Matt Dillon enfrenta um perigoso fora-da-lei interpretado por Timothy Carey. |
Histórias
realistas - Desde seu início o público percebeu que estava diante de
um western diferente daqueles que eram produzidos para a TV. Ou seja, dos
mocinhos sempre bem vestidos, com pares de revólveres de cabos de madrepérola,
franjas nas camisas e impecavelmente polidas botas. “Gunsmoke” era o western
autêntico com a crua rudeza dos tempos turbulentos de Dodge City, ainda que no
Long Branch Saloon as mulheres fossem bonitas e bem vestidas, especialmente
Miss Kitty. Revivia-se de forma verossímil a Dodge City dos anos 70 do século
19. Nessa violenta cidade do Kansas ainda não acostumada com a Justiça, impor a
lei aos valentões e aos poderosos era tarefa que só mesmo alguém como Matt
Dillon seria capaz, com sua bravura e integridade. E fazendo correr sangue
sempre que necessário. Enquanto os mocinhos ‘cleans’ de outros filmes atiravam
certeiramente nas armas dos badmen para prendê-los sem feri-los gravemente,
Dillon não tinha muita piedade de bandidos. Se possível levava os outlaws aos
tribunais para julgamentos quase sempre seguidos de enforcamentos. Afinal era
assim no Velho Oeste e dessa forma John Meston orientava suas histórias, isto
para falar apenas dele que era o principal autor de “Gunsmoke”. Sam Peckinpah
não menos contundente e violento ao escrever suas histórias, criou roteiros
para “Gunsmoke” prenunciando o que viria
a fazer mais tarde no cinema, culminando com a obra-prima “Meu Ódio Será Sua
herança” (The Wild Bunch). Pressionada para abrandar as histórias da série, a
CBS não se intimidou e permitiu que o teor dos roteiros permanecesse forte. A
rede estava de olho na audiência que não parava de crescer.

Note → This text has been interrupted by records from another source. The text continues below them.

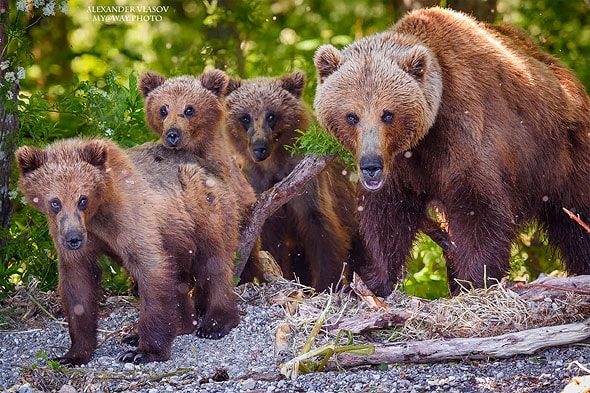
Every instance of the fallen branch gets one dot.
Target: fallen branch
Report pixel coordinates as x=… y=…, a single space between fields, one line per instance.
x=504 y=346
x=577 y=219
x=271 y=200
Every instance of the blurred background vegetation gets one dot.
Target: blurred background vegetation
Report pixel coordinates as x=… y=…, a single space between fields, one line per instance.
x=81 y=68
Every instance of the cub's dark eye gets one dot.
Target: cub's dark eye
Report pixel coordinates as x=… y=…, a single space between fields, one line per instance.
x=271 y=120
x=352 y=119
x=82 y=203
x=387 y=117
x=189 y=111
x=55 y=205
x=246 y=120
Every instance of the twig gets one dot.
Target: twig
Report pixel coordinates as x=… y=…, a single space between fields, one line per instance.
x=577 y=219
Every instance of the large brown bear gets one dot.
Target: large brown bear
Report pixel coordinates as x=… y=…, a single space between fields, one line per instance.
x=173 y=237
x=311 y=235
x=188 y=114
x=443 y=110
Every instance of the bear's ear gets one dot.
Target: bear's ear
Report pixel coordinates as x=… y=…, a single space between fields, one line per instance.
x=29 y=159
x=94 y=153
x=327 y=59
x=294 y=83
x=415 y=64
x=148 y=81
x=215 y=81
x=233 y=84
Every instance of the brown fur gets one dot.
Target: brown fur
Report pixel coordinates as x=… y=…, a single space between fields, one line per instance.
x=311 y=234
x=188 y=114
x=474 y=118
x=98 y=202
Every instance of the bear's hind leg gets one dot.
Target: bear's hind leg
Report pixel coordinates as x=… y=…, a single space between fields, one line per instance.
x=571 y=238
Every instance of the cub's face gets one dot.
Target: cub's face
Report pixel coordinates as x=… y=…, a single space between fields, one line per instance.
x=184 y=110
x=263 y=114
x=378 y=97
x=65 y=182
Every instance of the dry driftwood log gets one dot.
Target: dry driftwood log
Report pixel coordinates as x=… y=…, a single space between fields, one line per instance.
x=506 y=345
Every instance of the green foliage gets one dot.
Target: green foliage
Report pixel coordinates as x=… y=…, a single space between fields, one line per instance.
x=316 y=141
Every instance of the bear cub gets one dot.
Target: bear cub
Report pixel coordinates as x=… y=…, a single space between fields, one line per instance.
x=311 y=235
x=176 y=240
x=188 y=114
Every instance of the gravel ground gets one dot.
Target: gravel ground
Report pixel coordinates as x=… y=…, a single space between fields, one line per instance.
x=245 y=362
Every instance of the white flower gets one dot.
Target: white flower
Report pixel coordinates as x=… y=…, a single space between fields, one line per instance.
x=21 y=5
x=49 y=8
x=64 y=7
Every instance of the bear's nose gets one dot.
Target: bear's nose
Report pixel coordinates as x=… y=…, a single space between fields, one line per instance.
x=260 y=151
x=173 y=136
x=73 y=240
x=371 y=167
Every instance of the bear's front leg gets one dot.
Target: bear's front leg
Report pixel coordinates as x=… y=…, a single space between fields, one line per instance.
x=79 y=289
x=214 y=297
x=388 y=227
x=159 y=316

Miss Kitty e Matt Dillon. |
Série
de temas fortes - Nem tudo, porém, era sangue na série
“Gunsmoke” e, não raro, havia episódios e que ninguém morria, ainda que os
assuntos focalizados fossem pouco comuns na TV naqueles tempos. Temas como
sedução, cobiça, corrupção e violência de toda ordem eram abordados em “Gunsmoke”.
E seguindo a lição de Delmer Daves em “Flechas de Fogo”, o índio foi visto com
surpreendente simpatia em inúmeros episódios, longe da estereotipada imagem que
o cinema e a TV lhe haviam moldado. Isso tudo vinha na medida certa e sempre
bem temperado com o humor de Doc, Chester e mais tarde Festus e um nunca bem
definido e declarado romance entre o Marshal e Miss Kitty. Que ambos se queriam
muito bem era evidente, especialmente pela ferocidade que tomava conta de um enciumado Dillon quando Kitty era molestada por bêbados, bandidos ou homens enfeitiçados pela
sensualidade da dona do Long Branch Saloon.
Uma
paixão americana – E o público norte-americano foi se
apaixonando pela série, paixão que durou a eternidade que são 20 anos para a
televisão. E que não terminou com o fim da série, como bem demonstrou a enquete
feita pela revista ‘People’ quando do 50.º aniversário da televisão nos Estados
Unidos: James Arness foi escolhido como o 6.º maior top-star de todos os
tempos, atrás apenas de Johnyy Carson, Lucille Ball, Jackie Gleason, Walter
Cronkite e Sid Caesar (nessa ordem). Note-se que nenhum desses astros fazia
westerns. E James Arness (leia-se Matt Dillon), ficou à frente de superstars
como Mary Tyler Moore, Bill Cosby, Carol Burnett, Milton Berle, Ed Sullivan,
David Letterman e outros. O próximo cowboy da lista, James ‘Maverick’ Garner, apareceu em 18.º. Outro semanário norte-americano, a prestigiosa ‘TV Guide’,
em sua edição de 17 de abril de 1993 comemorativa aos seus 40 anos de publicação,
elegeu ‘Os Melhores da TV em Todos os Tempos’. Na categoria western o escolhido
foi “Gunsmoke”, o que não causou surpresa, já que nenhuma outra série feita
para a TV jamais se aproximou da criação de Norman McDonnell, seja pela
qualidade ou pelos números sempre impressionantes das aventuras vividas por
Matt Dillon. Em 1998 a revista ‘Entertainment Weekly’ elegeu “Gunsmoke” como o
16.º entre os 100 melhores programas da televisão norte-americana de todos os
tempos. Em 2002 a ‘TV Guide’ classificou “Gunsmoke” como o 40.º entre os 50
melhores programas de TV de todos os tempos.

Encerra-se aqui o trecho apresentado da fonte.